Context
I'm using dask.distributed to parallelise computations across machines. I therefore have dask-workers running on the different machines which connect to a dask-scheduler, to which I can then submit my custom graphs to together with the required keys.
Due to network mount restrictions, my input data (and output storage) is only available to a subset of the machines ('i/o-hosts'). I tried to deal with this in two ways:
- all tasks involved in i/o operations are restricted to i/o-hosts (they can run only on workers which run on machines that have access to the data) and non i/o tasks are restricted to non-i/o-hosts
- all tasks involved in i/o operations are bound to workers providing the resource 'io' (the i/o-hosts) and non i/o tasks are bound to workers on non-i/o-hosts which provide the resource 'compute'.

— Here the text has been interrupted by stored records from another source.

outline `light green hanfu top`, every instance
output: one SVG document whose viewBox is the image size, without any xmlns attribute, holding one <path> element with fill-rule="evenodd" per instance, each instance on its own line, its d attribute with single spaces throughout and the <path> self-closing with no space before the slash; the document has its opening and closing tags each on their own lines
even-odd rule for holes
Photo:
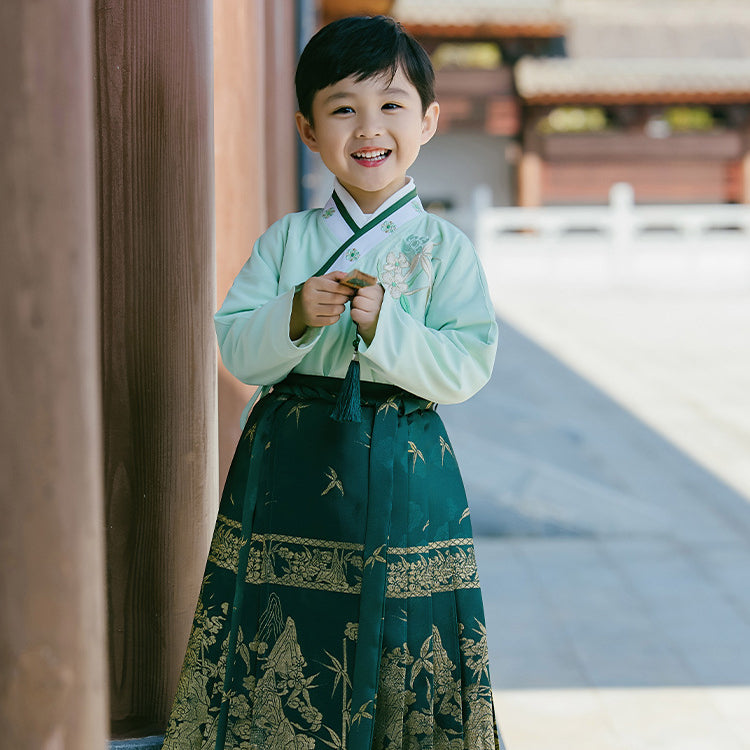
<svg viewBox="0 0 750 750">
<path fill-rule="evenodd" d="M 336 183 L 324 208 L 289 214 L 258 239 L 215 315 L 227 369 L 253 385 L 292 371 L 345 376 L 356 336 L 348 306 L 337 323 L 289 337 L 295 291 L 344 246 L 329 268 L 357 268 L 385 288 L 375 336 L 359 347 L 361 379 L 436 403 L 476 393 L 497 349 L 484 273 L 468 238 L 422 208 L 411 180 L 369 216 Z"/>
</svg>

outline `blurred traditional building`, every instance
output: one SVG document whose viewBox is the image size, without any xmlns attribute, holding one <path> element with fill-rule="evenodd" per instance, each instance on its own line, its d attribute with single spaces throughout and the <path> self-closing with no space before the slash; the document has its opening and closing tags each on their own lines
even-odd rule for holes
<svg viewBox="0 0 750 750">
<path fill-rule="evenodd" d="M 476 184 L 500 205 L 604 203 L 617 181 L 639 202 L 750 202 L 744 0 L 345 5 L 390 12 L 430 52 L 440 130 L 412 173 L 466 228 Z"/>
</svg>

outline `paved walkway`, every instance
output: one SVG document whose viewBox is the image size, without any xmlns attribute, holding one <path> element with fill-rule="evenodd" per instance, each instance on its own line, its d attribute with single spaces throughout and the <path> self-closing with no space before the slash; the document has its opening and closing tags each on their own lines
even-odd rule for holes
<svg viewBox="0 0 750 750">
<path fill-rule="evenodd" d="M 750 750 L 750 294 L 490 285 L 441 413 L 508 750 Z"/>
</svg>

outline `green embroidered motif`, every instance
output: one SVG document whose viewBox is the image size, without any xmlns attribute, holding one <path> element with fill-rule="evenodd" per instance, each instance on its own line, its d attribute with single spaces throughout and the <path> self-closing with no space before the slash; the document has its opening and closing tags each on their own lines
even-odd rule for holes
<svg viewBox="0 0 750 750">
<path fill-rule="evenodd" d="M 410 312 L 411 295 L 426 290 L 429 297 L 432 291 L 434 246 L 429 237 L 409 235 L 401 244 L 401 252 L 388 253 L 379 265 L 380 283 L 406 312 Z M 415 287 L 419 277 L 424 277 L 423 286 Z"/>
</svg>

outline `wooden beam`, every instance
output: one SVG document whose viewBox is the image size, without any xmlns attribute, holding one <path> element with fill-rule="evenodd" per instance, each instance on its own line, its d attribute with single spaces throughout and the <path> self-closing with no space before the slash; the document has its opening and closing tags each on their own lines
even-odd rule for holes
<svg viewBox="0 0 750 750">
<path fill-rule="evenodd" d="M 110 701 L 164 728 L 218 503 L 211 4 L 97 0 Z"/>
<path fill-rule="evenodd" d="M 87 0 L 0 3 L 3 747 L 107 738 Z"/>
</svg>

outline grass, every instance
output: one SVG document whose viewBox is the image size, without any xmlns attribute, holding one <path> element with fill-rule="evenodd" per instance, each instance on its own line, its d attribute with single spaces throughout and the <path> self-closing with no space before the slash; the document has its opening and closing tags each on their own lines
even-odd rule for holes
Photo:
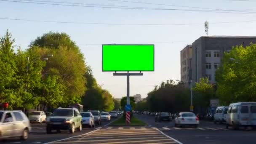
<svg viewBox="0 0 256 144">
<path fill-rule="evenodd" d="M 109 125 L 110 126 L 145 126 L 146 125 L 147 123 L 146 123 L 134 117 L 133 117 L 132 118 L 131 123 L 129 125 L 126 124 L 125 120 L 123 117 L 119 118 L 117 120 Z"/>
</svg>

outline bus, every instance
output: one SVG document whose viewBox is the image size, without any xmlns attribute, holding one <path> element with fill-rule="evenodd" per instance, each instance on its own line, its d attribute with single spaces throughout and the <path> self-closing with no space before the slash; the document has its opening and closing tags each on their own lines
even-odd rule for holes
<svg viewBox="0 0 256 144">
<path fill-rule="evenodd" d="M 83 106 L 79 104 L 75 104 L 69 105 L 69 108 L 76 108 L 78 109 L 79 112 L 81 112 L 83 111 Z"/>
</svg>

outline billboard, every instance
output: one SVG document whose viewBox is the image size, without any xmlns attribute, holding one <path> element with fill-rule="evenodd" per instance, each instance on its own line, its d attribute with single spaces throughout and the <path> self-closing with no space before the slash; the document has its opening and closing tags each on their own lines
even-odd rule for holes
<svg viewBox="0 0 256 144">
<path fill-rule="evenodd" d="M 102 71 L 154 71 L 154 45 L 102 45 Z"/>
</svg>

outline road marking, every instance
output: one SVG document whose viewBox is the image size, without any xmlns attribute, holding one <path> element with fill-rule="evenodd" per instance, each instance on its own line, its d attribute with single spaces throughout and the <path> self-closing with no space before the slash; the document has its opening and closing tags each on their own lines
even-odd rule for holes
<svg viewBox="0 0 256 144">
<path fill-rule="evenodd" d="M 168 128 L 166 128 L 166 127 L 163 127 L 163 128 L 165 130 L 170 130 L 170 129 Z"/>
<path fill-rule="evenodd" d="M 82 136 L 85 135 L 87 135 L 87 134 L 90 134 L 91 133 L 94 133 L 94 132 L 96 132 L 96 131 L 99 131 L 99 130 L 100 130 L 99 129 L 96 129 L 96 130 L 95 130 L 90 131 L 90 132 L 89 132 L 88 133 L 87 133 L 82 134 L 80 135 L 71 136 L 71 137 L 69 137 L 69 138 L 66 138 L 66 139 L 59 139 L 59 140 L 55 141 L 48 142 L 47 142 L 47 143 L 44 143 L 44 144 L 51 144 L 51 143 L 54 143 L 54 142 L 59 141 L 64 141 L 64 140 L 69 139 L 71 139 L 71 138 L 75 138 L 75 137 L 77 137 L 81 136 Z"/>
<path fill-rule="evenodd" d="M 220 129 L 221 130 L 227 130 L 227 129 L 226 128 L 218 128 L 218 129 Z"/>
<path fill-rule="evenodd" d="M 218 130 L 216 129 L 213 128 L 205 128 L 209 129 L 212 130 Z"/>
<path fill-rule="evenodd" d="M 179 128 L 173 127 L 173 128 L 176 130 L 181 130 L 181 129 Z"/>
<path fill-rule="evenodd" d="M 171 136 L 168 136 L 167 135 L 165 134 L 165 133 L 163 133 L 162 131 L 159 130 L 158 128 L 156 128 L 156 130 L 158 131 L 159 131 L 160 133 L 161 133 L 162 134 L 163 134 L 166 137 L 170 138 L 170 139 L 172 139 L 175 141 L 176 141 L 176 142 L 177 142 L 177 143 L 179 144 L 183 144 L 181 142 L 180 142 L 179 141 L 178 141 L 178 140 L 172 138 Z"/>
</svg>

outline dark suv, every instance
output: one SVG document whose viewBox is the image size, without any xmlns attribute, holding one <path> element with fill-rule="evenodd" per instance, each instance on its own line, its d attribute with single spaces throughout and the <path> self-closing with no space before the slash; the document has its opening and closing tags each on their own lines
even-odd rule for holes
<svg viewBox="0 0 256 144">
<path fill-rule="evenodd" d="M 58 133 L 61 130 L 68 130 L 70 133 L 74 133 L 77 129 L 82 131 L 82 116 L 77 109 L 56 109 L 52 115 L 46 120 L 46 132 L 51 133 L 53 130 L 57 130 Z"/>
</svg>

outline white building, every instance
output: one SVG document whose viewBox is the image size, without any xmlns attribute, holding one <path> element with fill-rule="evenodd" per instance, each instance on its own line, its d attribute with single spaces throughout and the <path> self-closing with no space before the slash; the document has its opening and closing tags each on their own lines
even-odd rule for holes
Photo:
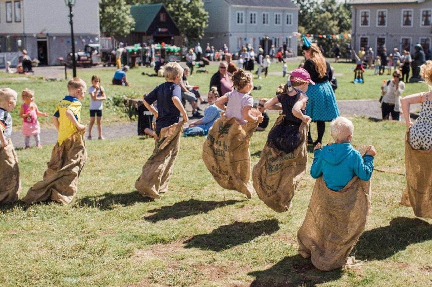
<svg viewBox="0 0 432 287">
<path fill-rule="evenodd" d="M 73 8 L 75 49 L 98 42 L 99 1 Z M 72 50 L 69 7 L 64 0 L 0 0 L 0 52 L 27 50 L 41 65 L 60 63 Z"/>
</svg>

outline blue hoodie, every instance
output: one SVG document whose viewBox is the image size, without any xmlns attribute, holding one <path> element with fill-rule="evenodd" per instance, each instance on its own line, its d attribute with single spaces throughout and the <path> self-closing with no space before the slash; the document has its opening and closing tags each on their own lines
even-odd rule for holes
<svg viewBox="0 0 432 287">
<path fill-rule="evenodd" d="M 334 143 L 314 151 L 311 176 L 323 175 L 327 187 L 337 191 L 345 187 L 354 175 L 368 180 L 374 170 L 374 158 L 362 155 L 349 142 Z"/>
</svg>

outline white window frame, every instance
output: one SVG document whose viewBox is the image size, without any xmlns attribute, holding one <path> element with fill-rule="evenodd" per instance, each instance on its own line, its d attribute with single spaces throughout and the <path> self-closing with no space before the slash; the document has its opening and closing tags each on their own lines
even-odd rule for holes
<svg viewBox="0 0 432 287">
<path fill-rule="evenodd" d="M 277 24 L 276 23 L 276 19 L 277 19 L 277 17 L 279 17 L 279 23 Z M 282 25 L 282 13 L 274 13 L 274 25 L 275 26 L 281 26 Z"/>
<path fill-rule="evenodd" d="M 426 9 L 426 8 L 424 9 L 420 9 L 420 27 L 421 28 L 429 28 L 430 27 L 430 25 L 429 25 L 428 26 L 427 25 L 422 25 L 422 22 L 423 21 L 423 19 L 422 18 L 423 16 L 423 15 L 422 15 L 423 14 L 423 11 L 425 11 L 425 10 L 429 10 L 429 11 L 431 11 L 431 17 L 432 17 L 432 9 Z M 431 19 L 431 24 L 432 24 L 432 19 Z M 427 37 L 422 37 L 422 38 L 427 38 Z"/>
<path fill-rule="evenodd" d="M 378 25 L 378 14 L 380 12 L 385 11 L 385 25 Z M 387 22 L 388 22 L 388 11 L 387 9 L 380 9 L 379 10 L 377 10 L 377 22 L 376 22 L 376 27 L 378 28 L 385 28 L 387 27 Z"/>
<path fill-rule="evenodd" d="M 362 12 L 368 12 L 369 13 L 369 20 L 368 21 L 367 25 L 362 25 Z M 364 9 L 360 10 L 359 11 L 359 19 L 360 19 L 360 21 L 359 22 L 359 27 L 370 27 L 371 26 L 371 10 L 368 9 Z"/>
<path fill-rule="evenodd" d="M 407 37 L 406 36 L 404 36 L 403 37 L 400 37 L 400 49 L 399 50 L 401 52 L 403 51 L 403 47 L 402 47 L 402 39 L 410 39 L 410 53 L 412 52 L 412 50 L 411 50 L 413 47 L 413 37 Z M 400 53 L 401 54 L 402 54 Z"/>
<path fill-rule="evenodd" d="M 285 25 L 287 26 L 292 26 L 292 18 L 294 18 L 294 14 L 292 13 L 287 13 L 285 14 Z M 288 16 L 291 17 L 291 21 L 289 21 L 291 24 L 286 24 L 287 20 L 288 20 Z"/>
<path fill-rule="evenodd" d="M 403 12 L 406 11 L 411 11 L 411 26 L 403 25 Z M 402 13 L 400 14 L 400 27 L 402 28 L 412 28 L 414 23 L 414 9 L 402 9 Z"/>
<path fill-rule="evenodd" d="M 360 48 L 362 47 L 362 38 L 366 38 L 368 39 L 368 47 L 363 47 L 365 50 L 368 47 L 370 47 L 369 43 L 371 42 L 371 39 L 369 38 L 368 36 L 360 36 L 359 38 L 359 48 L 357 49 L 359 50 L 360 50 Z M 375 50 L 376 51 L 376 50 Z"/>
<path fill-rule="evenodd" d="M 251 23 L 251 17 L 253 15 L 255 15 L 255 19 L 254 19 L 255 23 Z M 258 14 L 255 11 L 253 11 L 253 12 L 251 12 L 250 13 L 249 13 L 249 24 L 250 24 L 251 25 L 257 25 L 257 18 L 258 18 L 257 16 L 258 16 Z"/>
<path fill-rule="evenodd" d="M 241 14 L 241 22 L 238 22 L 238 15 Z M 245 11 L 235 11 L 235 23 L 238 25 L 245 25 Z"/>
<path fill-rule="evenodd" d="M 264 22 L 264 15 L 267 15 L 267 23 Z M 263 12 L 263 16 L 261 18 L 263 25 L 270 25 L 270 13 L 268 12 Z"/>
</svg>

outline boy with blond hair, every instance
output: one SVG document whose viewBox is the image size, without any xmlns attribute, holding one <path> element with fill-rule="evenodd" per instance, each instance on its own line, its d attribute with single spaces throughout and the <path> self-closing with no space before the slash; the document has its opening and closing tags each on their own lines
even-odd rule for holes
<svg viewBox="0 0 432 287">
<path fill-rule="evenodd" d="M 10 113 L 16 105 L 17 96 L 12 89 L 0 88 L 0 204 L 16 200 L 21 189 L 18 159 L 10 141 Z"/>
<path fill-rule="evenodd" d="M 311 176 L 318 178 L 322 175 L 327 187 L 337 192 L 343 188 L 354 175 L 362 180 L 368 180 L 374 169 L 375 148 L 370 147 L 363 157 L 354 149 L 350 143 L 354 125 L 346 117 L 336 118 L 330 126 L 334 143 L 324 147 L 318 143 L 315 147 Z"/>
<path fill-rule="evenodd" d="M 58 132 L 48 168 L 43 180 L 31 188 L 22 200 L 34 203 L 48 199 L 67 204 L 78 190 L 78 181 L 87 160 L 84 142 L 86 127 L 80 123 L 81 101 L 87 85 L 78 78 L 67 83 L 69 95 L 57 104 L 53 122 Z"/>
</svg>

The idea behind not allowing non i/o tasks to run on i/o-hosts is to make sure their workers are available for i/o tasks.
Problem
Both approaches work as expected in the sense that they restrict i/o-tasks to the right workers. However I noticed that when using any of the two approaches, only very few workers accumulate a lot of tasks while most other workers remain idle.
After reading up on how tasks are distributed among the workers I found that work stealing seems to be intentionally disabled for restricted tasks (http://distributed.readthedocs.io/en/latest/work-stealing.html). This seems to also apply for the resources framework.
Question
Is there a good way to combine restrictions on tasks with work stealing?